En terminant, voici une liste de certains autres changements découlant de la Loi 42 :
- Possibilité d’omettre le nom des personnes impliquées[7] (ce pouvoir existait seulement pour la CLP);
- Prolonger un délai ou relever une personne des conséquences de son défaut de le respecter[8] (la version antérieure du C.T. prévoyait la possibilité de prolonger les délais dans certains cas spécifiques);
- Une plainte déposée par un salarié contre son syndicat doit l’être « dans les six mois de la connaissance de l’agissement dont le salarié se plaint[9]», alors qu’auparavant, le C.T. prévoyait seulement qu’une telle plainte devait être déposée « dans les 6 mois »;
- Possibilité de visiter les lieux ou ordonner une expertise par une personne qualifiée qu’il désigne pour l’examen et l’appréciation des faits relatifs à l’affaire dont il est saisi[10] (ce pouvoir existait seulement pour la CLP et le Tribunal d’arbitrage);
- Aucune autorisation n’est désormais nécessaire pour déposer une décision au greffe de la Cour supérieure; ce dépôt doit se faire conformément aux règles prévues du nouveau Code de procédure civile (RLRQ, c.C-25.01)[11];
- Devant le TAT, les parties peuvent se faire représenter par une personne de leur choix à l’exception d’un professionnel radié, déclaré inhabile à exercer sa profession ou dont le droit d’exercer des activités professionnelles a été limité ou suspendu[12] alors qu’auparavant, devant la CRT, la seule règle était que les parties pouvaient se faire représenter par des représentants dûment mandatés;
- Possibilité de rejeter « sommairement » toute affaire qu’elle juge abusive ou dilatoire[13] alors qu’auparavant, la CLP pouvait rejeter toute affaire qu’elle jugeait abusive ou dilatoire, sans autre précision;
- Un travailleur peut maintenant intervenir devant le TAT, division de la santé et de la sécurité du travail, en matière d’imputation des coûts[14].
Conclusion
Avec la Loi 42, le gouvernement avait pour objectif d’effectuer une réorganisation administrative, de créer un guichet unique en matière de travail, d’assurer une présence à la grandeur de la province et, finalement, d’alléger la réglementation, le fardeau administratif et le fardeau fiscal pour les citoyens[15].

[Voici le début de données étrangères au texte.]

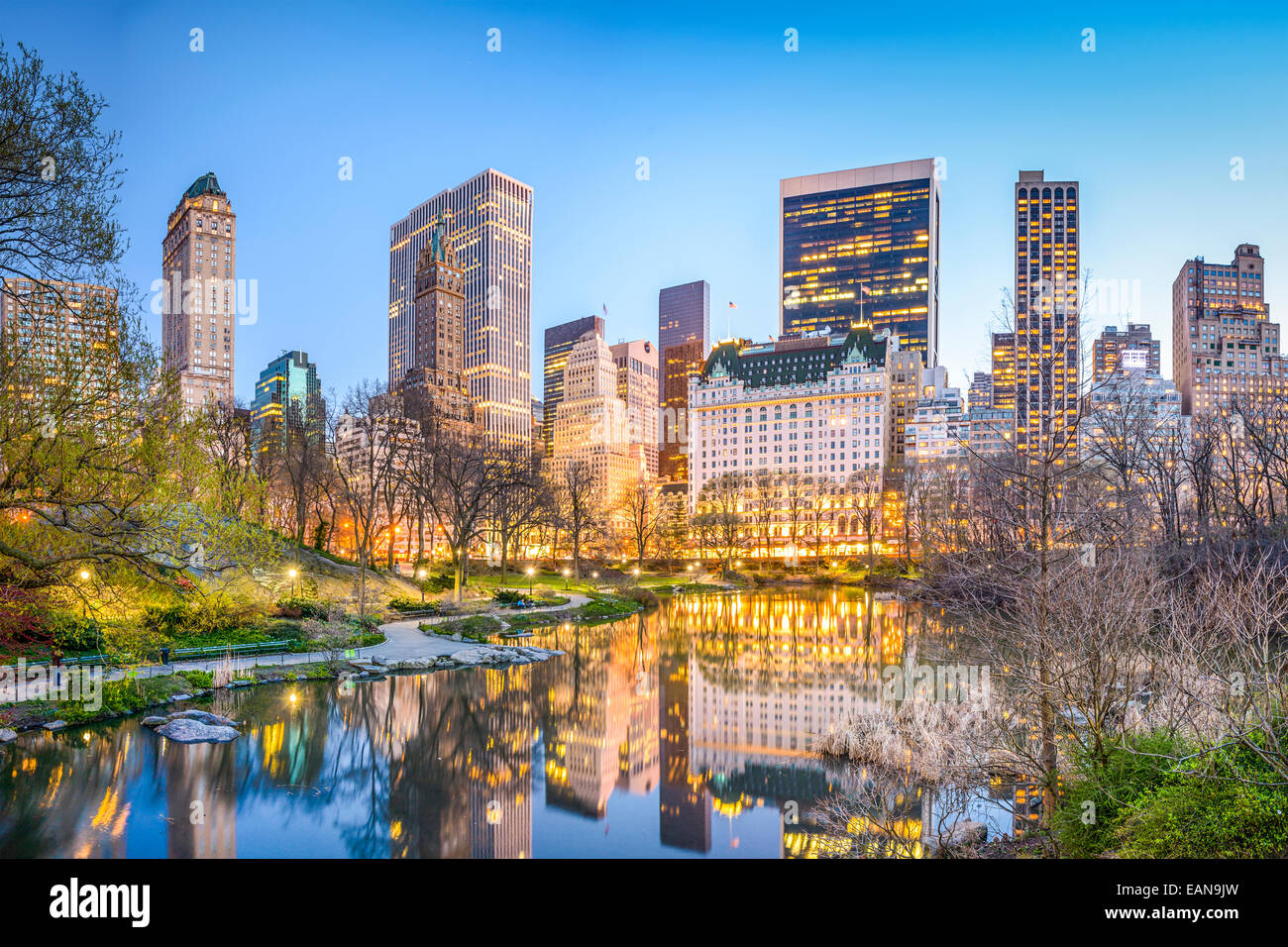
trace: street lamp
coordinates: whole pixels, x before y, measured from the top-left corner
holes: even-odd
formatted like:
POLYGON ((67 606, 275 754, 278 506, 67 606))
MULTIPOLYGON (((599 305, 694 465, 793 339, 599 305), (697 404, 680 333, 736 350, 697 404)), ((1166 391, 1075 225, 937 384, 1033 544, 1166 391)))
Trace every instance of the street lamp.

Les principaux changements apportés aux institutions en matière de travail sont effectivement de nature administrative. En se fiant strictement au texte de la loi, il semble que peu de changements concrets se feront sentir dans l’immédiat. La réalisation de l’efficacité envisagée par cette refonte administrative dépendra en grande partie des décisions qui seront prises par les membres du TAT, notamment à savoir si on joindra dans un même dossier des plaintes relevant de plusieurs divisions, si on affectera un juge administratif à plus d’une division ou si un règlement commun de preuve et de procédure sera adopté. Pour ce dernier élément, on peut se questionner à savoir si la règle de divulgation de la preuve établie pour la CLP sera reprise pour l’ensemble des divisions du TAT.